Vladimir Jakšić (Serbian Cyrillic: Владимир Јакшић; Kragujevac, 23 April 1824 - Belgrade, 16 August 1899) was a Serbian translator, economist, statistician and meteorologist. He is the founder of the first meteorological station network and the first weather statistics department in Serbia.[1] He is also remembered for his Serbian co-translation of Kotzebue's La Peyrouse with brothers Arsenije and Aksentije Tucaković in 1839.[2]
He was the son of treasurer Jakov Jakšić who worked in the State Office of Prince Miloš Obrenović. Vladimir Jakšić was educated at the Gymnasium of Belgrade, and then enrolled at the Faculty of Economics and Finance at the University of Vienna, before studying state-legal sciences at Eberhard Karls University of Tubingen and the Ruprecht Karl University of Heidelberg.[3] [4]

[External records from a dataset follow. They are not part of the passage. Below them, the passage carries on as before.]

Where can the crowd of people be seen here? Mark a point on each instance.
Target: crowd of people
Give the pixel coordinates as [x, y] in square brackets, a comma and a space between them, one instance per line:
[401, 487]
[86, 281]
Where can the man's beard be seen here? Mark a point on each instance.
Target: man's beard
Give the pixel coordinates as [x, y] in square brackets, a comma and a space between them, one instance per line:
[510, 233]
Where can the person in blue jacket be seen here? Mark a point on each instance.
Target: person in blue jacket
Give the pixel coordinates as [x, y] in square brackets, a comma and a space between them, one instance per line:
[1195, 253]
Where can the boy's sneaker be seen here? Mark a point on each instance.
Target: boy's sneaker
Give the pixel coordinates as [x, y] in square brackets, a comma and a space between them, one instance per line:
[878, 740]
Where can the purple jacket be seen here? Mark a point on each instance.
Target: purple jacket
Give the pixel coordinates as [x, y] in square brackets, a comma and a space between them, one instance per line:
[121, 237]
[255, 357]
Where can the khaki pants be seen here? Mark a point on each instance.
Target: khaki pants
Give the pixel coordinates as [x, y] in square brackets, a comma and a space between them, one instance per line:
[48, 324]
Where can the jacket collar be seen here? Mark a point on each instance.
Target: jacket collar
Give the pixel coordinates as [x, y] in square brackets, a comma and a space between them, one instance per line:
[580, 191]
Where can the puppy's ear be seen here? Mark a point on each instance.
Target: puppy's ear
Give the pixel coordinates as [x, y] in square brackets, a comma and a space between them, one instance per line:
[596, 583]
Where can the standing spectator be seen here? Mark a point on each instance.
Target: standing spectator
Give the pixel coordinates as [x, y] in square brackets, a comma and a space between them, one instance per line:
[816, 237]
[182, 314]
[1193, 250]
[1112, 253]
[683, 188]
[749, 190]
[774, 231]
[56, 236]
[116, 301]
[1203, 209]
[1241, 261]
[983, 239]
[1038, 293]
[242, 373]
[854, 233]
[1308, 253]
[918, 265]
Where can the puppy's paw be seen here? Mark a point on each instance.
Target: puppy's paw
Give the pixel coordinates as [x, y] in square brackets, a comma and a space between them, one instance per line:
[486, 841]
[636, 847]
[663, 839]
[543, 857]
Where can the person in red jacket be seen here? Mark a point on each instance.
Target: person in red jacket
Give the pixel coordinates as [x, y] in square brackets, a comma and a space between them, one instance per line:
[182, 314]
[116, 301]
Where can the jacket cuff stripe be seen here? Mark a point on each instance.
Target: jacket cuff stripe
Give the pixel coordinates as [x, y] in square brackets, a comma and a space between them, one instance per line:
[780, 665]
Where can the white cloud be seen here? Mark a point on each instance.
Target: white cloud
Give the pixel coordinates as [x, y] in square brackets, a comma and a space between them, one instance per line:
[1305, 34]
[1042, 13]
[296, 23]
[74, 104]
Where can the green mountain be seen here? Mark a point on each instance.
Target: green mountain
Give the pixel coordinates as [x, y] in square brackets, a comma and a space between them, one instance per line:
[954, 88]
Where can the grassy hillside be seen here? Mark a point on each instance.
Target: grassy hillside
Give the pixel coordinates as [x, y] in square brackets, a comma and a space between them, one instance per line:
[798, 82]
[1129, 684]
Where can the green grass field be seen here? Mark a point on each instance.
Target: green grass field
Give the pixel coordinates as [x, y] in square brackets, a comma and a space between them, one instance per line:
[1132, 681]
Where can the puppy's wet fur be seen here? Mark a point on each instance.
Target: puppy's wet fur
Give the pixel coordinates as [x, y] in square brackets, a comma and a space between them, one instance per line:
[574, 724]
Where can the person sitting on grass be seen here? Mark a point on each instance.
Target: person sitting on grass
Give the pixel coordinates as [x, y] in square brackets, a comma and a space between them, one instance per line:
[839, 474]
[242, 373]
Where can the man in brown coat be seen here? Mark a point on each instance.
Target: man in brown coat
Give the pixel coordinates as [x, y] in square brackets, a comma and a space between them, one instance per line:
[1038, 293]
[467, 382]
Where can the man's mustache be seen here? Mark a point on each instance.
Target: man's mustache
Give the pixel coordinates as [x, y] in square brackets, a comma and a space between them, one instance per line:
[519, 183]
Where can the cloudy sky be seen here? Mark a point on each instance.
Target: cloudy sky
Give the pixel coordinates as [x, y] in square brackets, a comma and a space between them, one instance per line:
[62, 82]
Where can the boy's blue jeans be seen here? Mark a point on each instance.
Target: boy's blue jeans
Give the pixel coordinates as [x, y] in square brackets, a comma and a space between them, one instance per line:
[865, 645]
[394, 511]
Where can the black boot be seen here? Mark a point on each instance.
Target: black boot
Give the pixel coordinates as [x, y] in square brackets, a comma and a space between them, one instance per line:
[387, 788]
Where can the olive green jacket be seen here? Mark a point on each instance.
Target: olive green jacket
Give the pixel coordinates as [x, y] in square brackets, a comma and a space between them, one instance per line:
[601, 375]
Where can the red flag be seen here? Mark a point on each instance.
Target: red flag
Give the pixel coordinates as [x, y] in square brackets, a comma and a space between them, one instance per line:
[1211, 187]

Since 1847 he worked at the Ministry of Finance, where he collected statistical weather data on his own initiative. Jakšić made his first instrumental meteorological measurements in 1848 at his estate in Topčidersko Brdo (Senjak).[5] He never stopped working for the next half-century (1848-1999).[6] As early as 1850 he submitted a proposal to the Državni savet (State Council) for the creation of a state statistical service, but nothing came off it yet. In 1852 he was appointed professor of National Economy and Finance at the Belgrade Lyceum (now the University of Belgrade,[7] replacing Kosta Cukić. Then in 1862, he returned to the Ministry of Finance as Chief Economist, and in the same year, he became the head of the newly-established Statistical Office of the Republic of Serbia. This new centre for environmental information, with current and historical weather data, is now the longest continuous observation that reaches back to 1768, thanks to Vladimir Jakšić's research in the archives of Vienna and his data compilation over the five decades.[8] He headed the department but also established reliable statistical data in the archives of Serbia, with the support of Minister Kosta Cukić. Jakšić himself did most of the work of the statistical department.

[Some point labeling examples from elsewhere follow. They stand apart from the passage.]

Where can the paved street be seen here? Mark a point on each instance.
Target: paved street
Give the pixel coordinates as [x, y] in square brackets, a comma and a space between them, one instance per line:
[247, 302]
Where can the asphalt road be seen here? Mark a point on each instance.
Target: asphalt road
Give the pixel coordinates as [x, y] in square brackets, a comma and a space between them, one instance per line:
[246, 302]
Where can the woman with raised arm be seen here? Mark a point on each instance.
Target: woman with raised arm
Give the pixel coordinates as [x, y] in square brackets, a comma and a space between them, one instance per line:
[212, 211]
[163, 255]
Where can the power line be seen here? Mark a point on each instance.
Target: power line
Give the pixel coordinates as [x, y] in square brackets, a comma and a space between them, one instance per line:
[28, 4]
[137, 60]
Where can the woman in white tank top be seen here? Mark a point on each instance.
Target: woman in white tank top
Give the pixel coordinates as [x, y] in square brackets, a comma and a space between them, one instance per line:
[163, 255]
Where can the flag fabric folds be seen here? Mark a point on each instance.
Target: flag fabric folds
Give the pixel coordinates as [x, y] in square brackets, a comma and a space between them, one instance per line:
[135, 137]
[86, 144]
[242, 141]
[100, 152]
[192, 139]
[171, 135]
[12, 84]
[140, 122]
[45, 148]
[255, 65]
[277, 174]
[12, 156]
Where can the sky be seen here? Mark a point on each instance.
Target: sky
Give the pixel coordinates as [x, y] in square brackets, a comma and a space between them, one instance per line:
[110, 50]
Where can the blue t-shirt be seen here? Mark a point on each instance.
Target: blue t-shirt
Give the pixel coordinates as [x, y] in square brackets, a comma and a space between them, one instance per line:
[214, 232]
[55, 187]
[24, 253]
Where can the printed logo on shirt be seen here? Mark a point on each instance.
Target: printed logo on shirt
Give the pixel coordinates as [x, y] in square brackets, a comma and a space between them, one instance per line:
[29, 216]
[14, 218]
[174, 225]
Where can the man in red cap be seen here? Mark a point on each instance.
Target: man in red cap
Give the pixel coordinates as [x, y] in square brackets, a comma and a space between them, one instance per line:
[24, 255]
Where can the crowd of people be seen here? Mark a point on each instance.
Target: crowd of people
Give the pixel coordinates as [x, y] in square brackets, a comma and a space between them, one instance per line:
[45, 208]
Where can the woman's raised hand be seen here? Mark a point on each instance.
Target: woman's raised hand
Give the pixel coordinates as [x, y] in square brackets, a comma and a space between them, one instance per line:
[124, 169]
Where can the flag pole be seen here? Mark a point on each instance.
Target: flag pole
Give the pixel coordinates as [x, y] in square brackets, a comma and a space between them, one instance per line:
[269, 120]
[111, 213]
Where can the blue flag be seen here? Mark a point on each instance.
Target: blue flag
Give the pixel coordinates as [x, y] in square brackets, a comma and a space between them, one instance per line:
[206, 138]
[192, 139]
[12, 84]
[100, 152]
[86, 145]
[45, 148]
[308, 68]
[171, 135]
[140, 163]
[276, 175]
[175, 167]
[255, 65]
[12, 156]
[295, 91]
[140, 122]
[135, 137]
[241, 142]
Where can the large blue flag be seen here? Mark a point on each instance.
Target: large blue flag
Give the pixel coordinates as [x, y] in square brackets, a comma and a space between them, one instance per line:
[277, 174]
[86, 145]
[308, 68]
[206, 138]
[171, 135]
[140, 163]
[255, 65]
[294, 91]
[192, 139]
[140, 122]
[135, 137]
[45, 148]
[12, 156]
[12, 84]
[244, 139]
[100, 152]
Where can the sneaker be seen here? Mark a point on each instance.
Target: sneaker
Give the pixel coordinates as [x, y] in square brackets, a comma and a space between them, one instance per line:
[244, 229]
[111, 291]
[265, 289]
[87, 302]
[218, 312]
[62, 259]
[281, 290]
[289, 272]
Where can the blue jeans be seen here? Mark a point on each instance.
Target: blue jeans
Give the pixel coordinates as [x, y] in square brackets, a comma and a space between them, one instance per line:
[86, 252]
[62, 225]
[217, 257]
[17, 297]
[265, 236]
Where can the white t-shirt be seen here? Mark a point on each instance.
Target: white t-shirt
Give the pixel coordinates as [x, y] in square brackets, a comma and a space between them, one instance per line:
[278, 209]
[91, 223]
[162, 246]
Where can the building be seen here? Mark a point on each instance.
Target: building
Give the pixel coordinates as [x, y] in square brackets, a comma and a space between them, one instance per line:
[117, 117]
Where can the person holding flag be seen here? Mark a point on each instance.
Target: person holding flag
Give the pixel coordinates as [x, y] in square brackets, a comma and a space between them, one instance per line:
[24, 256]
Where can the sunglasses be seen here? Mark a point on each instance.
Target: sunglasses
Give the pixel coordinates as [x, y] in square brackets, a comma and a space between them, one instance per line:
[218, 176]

The most important of his works is Državopis Srbije,[9] the State Gazette of Serbia,[10] which he published as a periodical, unofficially since 1855, and officially from 1863. He also published twenty scientific books of great historical importance. Jakšić first began meteorological measurements in Belgrade and Serbia in 1848 and was the first to write about meteorology in Serbia, arguably making him the founder of Serbian meteorology and climatology. Already after three years of meteorological measurements, in 1851 he made the first study of the climate of Belgrade, based on the results of his own measurements and observations for the period 1848-1850.[6] He was also the founder of the meteorological network of stations across Serbia, with 27 meteorological stations, one of the densest meteorological networks within a country. He retired in 1888, and his job in statistics was continued by Bogoljub Jovanović. On 8 January 1850, Jakšić was elected a full member of the Društva srpske slovesnosti (Society Of Serbian Letters) in Belgrade.
He was a recipient of many awards, most notably the Austro-Hungarian Order of Franz Joseph, the Romanian Order of the Crown, the Greek Order of the Redeemer, the Russian Order of Saint Anne, the Russian Order of Saint Stanislaus, the Serbian Order of the White Eagle and the Serbian Order of the Cross of Takovo.[11]